Caserío de San Lorenzo de la Bóveda

A finales del s. XI, Párraces era uno de tantos castillos que había en la llanura segoviana. Junto a él se había erigido recientemente un monasterio bajo la advocación de Santa María de Párraces, y ambos formaban parte de las propiedades de Don Blasco Galindo y su esposa, Doña Catalina de Guzmán. Sabedores de que su final se acercaba sin haber tenido descendencia, decidieron donar a su fallecimiento todos sus bienes a la diócesis de Segovia. En el seno de la misma había un canónigo conocido por ser hombre recogido y de buenos propósitos: Se apellidaba Navarro, y deseaba retirarse lejos de la ciudad para llevar una vida más sobria. Corría el año 1148 cuando solicitó al cabildo que le cediese la iglesia de Nuestra Señora de Párraces, donde formaría una nueva congregación junto con otros compañeros de su misma iglesia. Tales eran la consideración y el respeto que se tenían por el maestro Navarro, que tanto el Obispo como el Cabildo de Segovia accedieron a su petición ese mismo año, dando lugar a la creación de la Abadía de Santa María la Real de Párraces.

Despoblados y Abandonados
Caserío de San Lorenzo de la Bóveda



ABADÍA DE SANTA MARÍA LA REAL DE PÁRRACES
 

La congregación creció de manera paulatina, tanto a nivel institucional como en lo que a capacidad económica se refiere.

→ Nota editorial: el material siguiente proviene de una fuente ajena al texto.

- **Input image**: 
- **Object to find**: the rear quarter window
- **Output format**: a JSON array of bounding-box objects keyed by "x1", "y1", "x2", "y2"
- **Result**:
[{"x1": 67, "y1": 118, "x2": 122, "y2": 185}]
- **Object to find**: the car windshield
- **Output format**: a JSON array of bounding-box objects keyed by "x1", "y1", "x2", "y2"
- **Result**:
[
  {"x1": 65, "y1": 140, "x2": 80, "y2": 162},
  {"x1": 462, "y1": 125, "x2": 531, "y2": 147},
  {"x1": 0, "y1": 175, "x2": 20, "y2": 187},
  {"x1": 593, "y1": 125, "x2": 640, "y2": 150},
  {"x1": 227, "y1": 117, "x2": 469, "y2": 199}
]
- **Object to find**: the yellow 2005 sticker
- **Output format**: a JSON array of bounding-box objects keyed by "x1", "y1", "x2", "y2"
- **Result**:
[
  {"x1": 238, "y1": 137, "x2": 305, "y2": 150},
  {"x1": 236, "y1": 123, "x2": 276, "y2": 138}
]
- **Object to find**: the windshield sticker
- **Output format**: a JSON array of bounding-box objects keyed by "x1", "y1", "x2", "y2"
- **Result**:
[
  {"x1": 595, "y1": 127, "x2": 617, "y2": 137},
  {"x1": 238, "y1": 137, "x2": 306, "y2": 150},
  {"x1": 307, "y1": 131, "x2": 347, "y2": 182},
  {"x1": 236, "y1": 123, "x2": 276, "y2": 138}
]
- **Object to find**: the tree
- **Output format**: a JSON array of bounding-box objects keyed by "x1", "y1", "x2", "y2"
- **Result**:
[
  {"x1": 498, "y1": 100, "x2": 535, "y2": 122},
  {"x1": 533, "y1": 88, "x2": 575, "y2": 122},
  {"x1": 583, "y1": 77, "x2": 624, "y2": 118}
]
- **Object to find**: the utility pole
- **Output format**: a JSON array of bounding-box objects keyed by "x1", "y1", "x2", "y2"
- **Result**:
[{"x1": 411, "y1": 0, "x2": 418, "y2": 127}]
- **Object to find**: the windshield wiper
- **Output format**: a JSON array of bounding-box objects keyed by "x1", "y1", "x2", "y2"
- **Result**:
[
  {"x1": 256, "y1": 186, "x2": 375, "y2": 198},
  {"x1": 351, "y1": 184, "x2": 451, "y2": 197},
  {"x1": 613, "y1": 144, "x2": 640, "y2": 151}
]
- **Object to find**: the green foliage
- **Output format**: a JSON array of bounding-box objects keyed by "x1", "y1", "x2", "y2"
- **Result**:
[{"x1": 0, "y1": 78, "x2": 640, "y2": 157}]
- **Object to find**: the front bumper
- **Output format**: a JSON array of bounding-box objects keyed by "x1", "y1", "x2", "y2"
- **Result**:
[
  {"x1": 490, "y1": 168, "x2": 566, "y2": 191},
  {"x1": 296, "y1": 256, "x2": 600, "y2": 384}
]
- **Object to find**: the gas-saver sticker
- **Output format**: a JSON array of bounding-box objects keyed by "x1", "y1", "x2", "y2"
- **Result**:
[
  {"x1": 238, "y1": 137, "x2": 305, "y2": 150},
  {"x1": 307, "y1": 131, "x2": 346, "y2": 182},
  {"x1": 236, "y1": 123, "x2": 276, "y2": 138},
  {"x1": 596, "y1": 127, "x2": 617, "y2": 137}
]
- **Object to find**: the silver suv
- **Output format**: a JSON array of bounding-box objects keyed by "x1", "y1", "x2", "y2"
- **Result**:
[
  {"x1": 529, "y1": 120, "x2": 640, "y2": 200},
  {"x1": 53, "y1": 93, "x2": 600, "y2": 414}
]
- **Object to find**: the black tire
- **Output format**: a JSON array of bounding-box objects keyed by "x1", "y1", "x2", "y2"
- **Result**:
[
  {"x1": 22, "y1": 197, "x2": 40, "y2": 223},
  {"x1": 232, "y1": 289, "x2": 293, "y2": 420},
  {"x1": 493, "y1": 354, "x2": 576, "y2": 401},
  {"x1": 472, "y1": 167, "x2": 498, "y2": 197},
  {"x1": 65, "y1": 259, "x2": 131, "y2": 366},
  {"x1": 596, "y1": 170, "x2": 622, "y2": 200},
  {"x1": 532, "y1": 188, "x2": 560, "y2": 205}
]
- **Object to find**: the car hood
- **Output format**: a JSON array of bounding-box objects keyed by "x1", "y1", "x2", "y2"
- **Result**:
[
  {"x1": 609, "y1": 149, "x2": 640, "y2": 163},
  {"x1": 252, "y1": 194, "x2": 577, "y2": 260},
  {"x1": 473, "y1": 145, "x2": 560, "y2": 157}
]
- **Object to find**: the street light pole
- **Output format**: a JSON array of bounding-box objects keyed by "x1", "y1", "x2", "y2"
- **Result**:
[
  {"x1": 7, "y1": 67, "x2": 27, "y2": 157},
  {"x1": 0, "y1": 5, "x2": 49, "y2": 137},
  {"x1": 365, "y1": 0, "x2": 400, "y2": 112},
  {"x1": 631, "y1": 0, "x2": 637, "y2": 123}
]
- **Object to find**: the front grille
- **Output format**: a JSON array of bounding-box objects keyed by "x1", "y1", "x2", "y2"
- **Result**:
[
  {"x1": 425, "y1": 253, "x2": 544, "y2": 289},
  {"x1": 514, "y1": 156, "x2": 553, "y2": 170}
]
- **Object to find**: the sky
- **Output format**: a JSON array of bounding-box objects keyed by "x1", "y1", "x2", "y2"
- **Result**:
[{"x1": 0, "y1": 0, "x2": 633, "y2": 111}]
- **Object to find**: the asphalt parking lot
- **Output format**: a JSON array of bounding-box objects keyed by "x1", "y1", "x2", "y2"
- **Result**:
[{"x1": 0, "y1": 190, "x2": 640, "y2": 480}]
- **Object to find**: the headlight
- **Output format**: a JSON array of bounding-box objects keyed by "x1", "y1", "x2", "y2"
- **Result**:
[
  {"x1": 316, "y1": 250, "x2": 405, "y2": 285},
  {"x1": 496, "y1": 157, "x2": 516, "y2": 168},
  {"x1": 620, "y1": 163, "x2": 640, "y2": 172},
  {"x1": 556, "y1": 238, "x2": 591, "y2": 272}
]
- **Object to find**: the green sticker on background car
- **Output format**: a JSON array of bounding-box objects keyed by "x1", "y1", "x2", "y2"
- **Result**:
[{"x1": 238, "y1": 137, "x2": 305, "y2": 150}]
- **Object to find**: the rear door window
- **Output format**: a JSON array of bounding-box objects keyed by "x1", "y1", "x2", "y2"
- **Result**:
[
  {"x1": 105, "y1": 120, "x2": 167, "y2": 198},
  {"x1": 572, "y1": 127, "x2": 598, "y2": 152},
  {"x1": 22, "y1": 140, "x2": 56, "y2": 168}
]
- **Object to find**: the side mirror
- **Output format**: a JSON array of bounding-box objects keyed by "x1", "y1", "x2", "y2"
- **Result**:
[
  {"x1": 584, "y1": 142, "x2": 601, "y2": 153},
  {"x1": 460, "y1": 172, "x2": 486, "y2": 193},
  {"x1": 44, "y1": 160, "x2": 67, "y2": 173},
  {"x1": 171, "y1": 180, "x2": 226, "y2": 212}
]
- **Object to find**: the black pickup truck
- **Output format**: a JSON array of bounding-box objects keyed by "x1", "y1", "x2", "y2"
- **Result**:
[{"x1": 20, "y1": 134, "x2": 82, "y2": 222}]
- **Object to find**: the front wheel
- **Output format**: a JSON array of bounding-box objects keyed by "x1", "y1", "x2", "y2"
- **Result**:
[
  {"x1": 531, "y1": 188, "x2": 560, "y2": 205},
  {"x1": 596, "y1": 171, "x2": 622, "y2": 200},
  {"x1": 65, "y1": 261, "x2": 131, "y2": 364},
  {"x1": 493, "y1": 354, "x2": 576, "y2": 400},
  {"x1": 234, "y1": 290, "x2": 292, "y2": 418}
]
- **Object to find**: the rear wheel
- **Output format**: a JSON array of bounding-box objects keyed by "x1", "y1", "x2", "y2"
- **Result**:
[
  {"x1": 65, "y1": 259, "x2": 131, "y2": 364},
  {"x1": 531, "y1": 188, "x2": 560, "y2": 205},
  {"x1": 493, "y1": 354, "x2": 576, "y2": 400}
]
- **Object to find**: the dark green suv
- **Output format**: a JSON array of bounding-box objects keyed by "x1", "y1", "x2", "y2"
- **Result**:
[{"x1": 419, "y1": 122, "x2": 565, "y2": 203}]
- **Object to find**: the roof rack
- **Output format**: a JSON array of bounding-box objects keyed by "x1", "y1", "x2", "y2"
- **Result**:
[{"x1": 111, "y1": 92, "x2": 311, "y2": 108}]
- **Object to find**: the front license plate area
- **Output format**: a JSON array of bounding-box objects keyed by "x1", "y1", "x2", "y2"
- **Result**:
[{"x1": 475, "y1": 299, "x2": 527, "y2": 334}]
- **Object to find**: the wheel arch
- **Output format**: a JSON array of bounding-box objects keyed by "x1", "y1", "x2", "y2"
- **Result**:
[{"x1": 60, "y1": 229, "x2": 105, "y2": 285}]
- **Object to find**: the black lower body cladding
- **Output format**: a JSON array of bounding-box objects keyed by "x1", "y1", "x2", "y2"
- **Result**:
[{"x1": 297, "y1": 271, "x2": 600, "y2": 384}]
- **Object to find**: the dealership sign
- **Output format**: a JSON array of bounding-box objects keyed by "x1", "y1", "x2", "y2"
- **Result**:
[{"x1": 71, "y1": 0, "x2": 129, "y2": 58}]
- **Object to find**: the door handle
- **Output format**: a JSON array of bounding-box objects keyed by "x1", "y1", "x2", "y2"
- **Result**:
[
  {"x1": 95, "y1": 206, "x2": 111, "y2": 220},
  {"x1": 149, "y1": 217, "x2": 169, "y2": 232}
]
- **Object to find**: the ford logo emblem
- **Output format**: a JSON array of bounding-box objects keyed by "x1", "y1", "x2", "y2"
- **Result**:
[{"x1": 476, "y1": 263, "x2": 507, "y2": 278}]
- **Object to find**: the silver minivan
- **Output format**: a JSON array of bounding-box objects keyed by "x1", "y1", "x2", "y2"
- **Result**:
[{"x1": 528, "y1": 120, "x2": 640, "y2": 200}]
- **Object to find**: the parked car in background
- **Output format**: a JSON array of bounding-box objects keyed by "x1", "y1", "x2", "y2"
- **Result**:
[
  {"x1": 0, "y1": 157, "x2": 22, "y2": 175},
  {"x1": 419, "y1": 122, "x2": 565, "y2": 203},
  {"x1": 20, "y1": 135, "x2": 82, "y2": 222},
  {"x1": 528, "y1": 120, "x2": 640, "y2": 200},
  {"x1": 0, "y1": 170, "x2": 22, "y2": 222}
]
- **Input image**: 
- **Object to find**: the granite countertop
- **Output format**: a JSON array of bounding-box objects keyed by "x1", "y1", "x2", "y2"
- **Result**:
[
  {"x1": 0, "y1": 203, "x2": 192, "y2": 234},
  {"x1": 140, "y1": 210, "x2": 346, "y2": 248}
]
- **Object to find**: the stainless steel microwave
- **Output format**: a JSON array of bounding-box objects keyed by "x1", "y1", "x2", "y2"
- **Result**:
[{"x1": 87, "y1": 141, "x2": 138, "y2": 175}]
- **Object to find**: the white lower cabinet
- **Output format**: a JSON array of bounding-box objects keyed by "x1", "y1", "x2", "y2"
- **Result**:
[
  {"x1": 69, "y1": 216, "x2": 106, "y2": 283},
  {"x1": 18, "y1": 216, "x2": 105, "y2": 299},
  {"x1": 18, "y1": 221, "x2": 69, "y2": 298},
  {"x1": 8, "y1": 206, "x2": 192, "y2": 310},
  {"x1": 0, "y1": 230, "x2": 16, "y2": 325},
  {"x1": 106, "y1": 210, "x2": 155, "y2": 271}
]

Ya desde sus inicios la diócesis les concedió la jurisdicción eclesiástica sobre trece aldeas, cifra que aumentó con el paso del tiempo, y algunas de ellas devinieron en ser propiedad de la abadía. También les fueron concedidos privilegios fiscales que, con el crecimiento en prestigio de la congregación, se vieron incrementados de manera progresiva. A esto hay que añadir las numerosas aldeas, casas, caseríos, fincas e iglesias que pasaron a engrosar la larga lista de propiedades de la orden, provenientes de donaciones y adquisiciones de lo más diverso, convirtiendo a la Abadía de Santa María la Real de Párraces en uno de los señoríos de abadengo más poderosos de Castilla.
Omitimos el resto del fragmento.